Anyway, it was all far from the mind of the president on Comedy Central, as he warmed to his work with a self-deprecating reference to his first debate performance:
'I was well rested after the long nap I had in the first debate'
The president can tell a joke, I'll give him that. But sometimes humor isn't right coming from the mouth of the president.
"Is part of the investigation helping the communication between these divisions? Not just what happened in Benghazi, but what happened within. Because I would say, even you would admit, it was not the optimal response, at least to the American people, as far as all of us being on the same page."

'Here's what I’ll say. If four Americans get killed, it’s not optimal.'
Funny guy.  Sadly, even the safe confines of the comedy channel can not prevent a public view of the president's callous disregard for the people that work and die for him.

Fallen US citizens included Ambassador Chris Stevens, diplomat Sean Smith and security men and former U.S. Navy SEALs Glen Doherty and Tyrone Woods. The men were killed by terrorists on the 11th anniversary of 9/11.

Well, the president assures us that no one is more interested in getting to the bottom of this than him.

Didn't come across that way on Comedy Central though.

Sunday, October 7, 2012

Steyn Gets a Chuckle


We all love Mark Steyn around here, but his comments on the debate and subsequent scramble just nailed it:
A month ago, Clint Eastwood’s Obama empty-chair shtick was universally agreed by liberals to have been a disaster for Romney.

Now, it’s on the cover of The New Yorker.
Read his whole NR In The Corner post here.

Wednesday, October 3, 2012

- Go ROMNEY!

There is no scoring that can be kept in these debates, none, that is, that isn't tampered with by our betters in the media, so it will be hard to judge outcomes between the former governor of Massachusetts and the smooth talking serial liar.

Personally, I am sick of the press telling us how clever a Democrat is when he lies and gets away with it, as was their take on Bubba Clinton and all contenders with a "D" ever since.


We pretty much know what they are going to say.

What are you going to say?



I say Go ROMNEY!

Tuesday, October 2, 2012

Media Pronounce Barack Clear Winner of Tomorrow's Debate

What a minute - we haven't had the debate yet!

No matter.

In a recent article on media analysis of previous presidential debates, Rich Noyes demonstrates a familiar refrain:
He definitely won tonight. I think, again, he showed over the course of this debate, over the course of the two debates, he is answering the number one question Americans have about him.

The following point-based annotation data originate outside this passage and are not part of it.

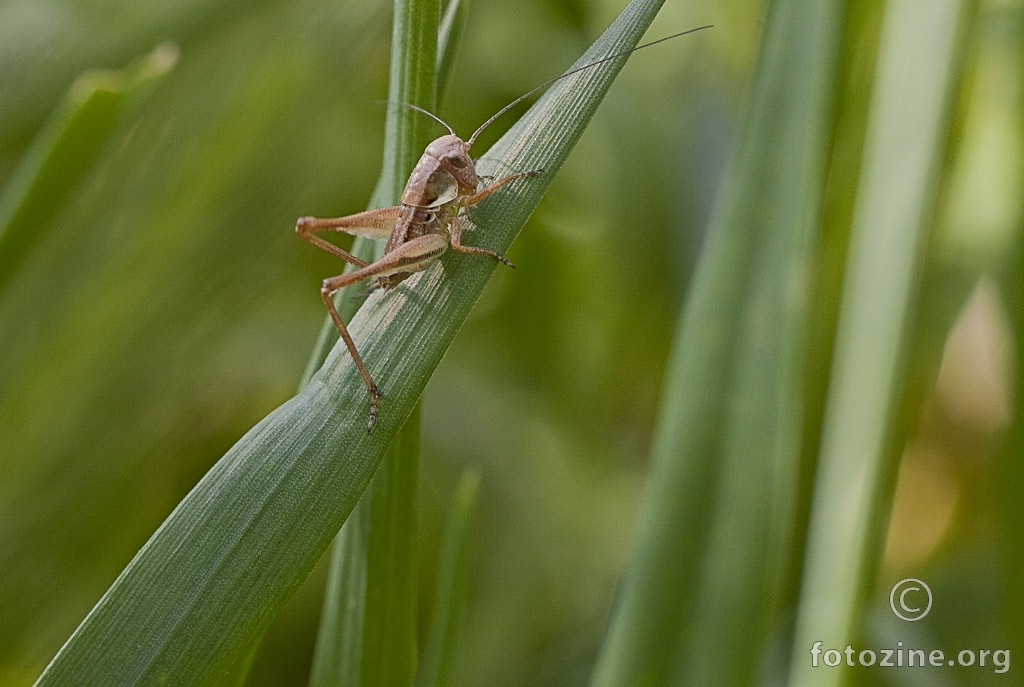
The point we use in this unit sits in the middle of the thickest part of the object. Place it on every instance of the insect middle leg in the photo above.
(412, 256)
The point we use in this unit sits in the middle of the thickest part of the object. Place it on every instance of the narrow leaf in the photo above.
(64, 151)
(698, 599)
(192, 604)
(434, 671)
(902, 159)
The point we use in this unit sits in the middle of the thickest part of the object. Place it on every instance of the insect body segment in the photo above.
(428, 221)
(418, 231)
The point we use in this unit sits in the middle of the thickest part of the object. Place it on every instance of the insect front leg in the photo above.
(412, 256)
(457, 226)
(492, 187)
(376, 223)
(456, 229)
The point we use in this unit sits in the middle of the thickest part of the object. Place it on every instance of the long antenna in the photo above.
(570, 73)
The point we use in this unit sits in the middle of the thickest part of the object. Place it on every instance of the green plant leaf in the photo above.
(64, 151)
(192, 604)
(434, 670)
(903, 157)
(700, 594)
(370, 607)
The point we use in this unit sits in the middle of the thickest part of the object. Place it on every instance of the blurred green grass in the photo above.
(169, 306)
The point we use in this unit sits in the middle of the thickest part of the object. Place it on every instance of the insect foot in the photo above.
(375, 393)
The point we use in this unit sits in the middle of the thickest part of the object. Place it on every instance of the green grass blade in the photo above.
(192, 604)
(697, 601)
(339, 641)
(389, 644)
(903, 156)
(380, 592)
(64, 151)
(450, 34)
(434, 670)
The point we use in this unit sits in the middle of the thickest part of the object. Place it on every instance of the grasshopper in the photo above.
(427, 222)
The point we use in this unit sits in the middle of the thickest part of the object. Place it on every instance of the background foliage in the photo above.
(166, 306)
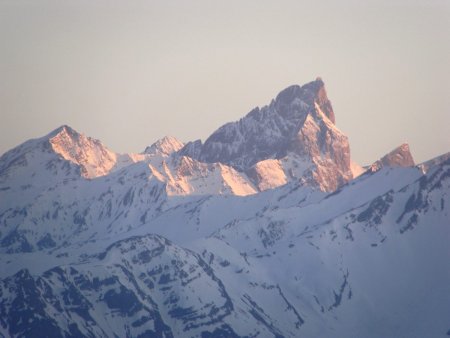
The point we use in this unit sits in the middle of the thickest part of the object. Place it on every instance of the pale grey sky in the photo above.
(130, 72)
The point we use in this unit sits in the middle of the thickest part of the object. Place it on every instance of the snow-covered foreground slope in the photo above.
(268, 229)
(370, 260)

Does he have the experience it takes to serve effectively as President? Over the course now of three hours of debates, he is answering that question minute by minute.
Media types are reaching the end of the period where bogus polls can be used to shape opinion, as the credability of the pollsters are more on the line as we get nearer to the election. Yes, it is high time to move on to the next phase of "Creating the Outcome, 2012", and that, of course, is media analysis of the debates.
Barack Obama handled this all very, very well. He was cool under attack. He explained away every attack, responded well....
George Stephanopolis is on record saying "There is no bias in the media", so we've got that straight from the horses mouth. Strange then how he conistently claims the Democrat the winner. Don't doubt me on this one. The story's are already written. The only thing needed is to change a word here, highlight a phrase there, but the opinion on the debate is in the can: Barack a big winner!
Clean sweep for Barack Obama. He has won every debate. He won tonight by staying cool under pressure. He won tonight by parrying the attacks of John McCain. The only thing that John McCain could have really done tonight to change the tenor of this campaign was to get under Obama’s skin, to force him into an error. That did not happen tonight. Another win for Barack Obama.
That's nice Georgie, but you forget these are the 2012 debates. McCain was the last go round.

The Stephanopolis analysis is about as helpful as that Michigan State Math professor's lecture on calculus.

But we don't listen to the media.

We show up at the polls, and we VOTE OBAMA OUT.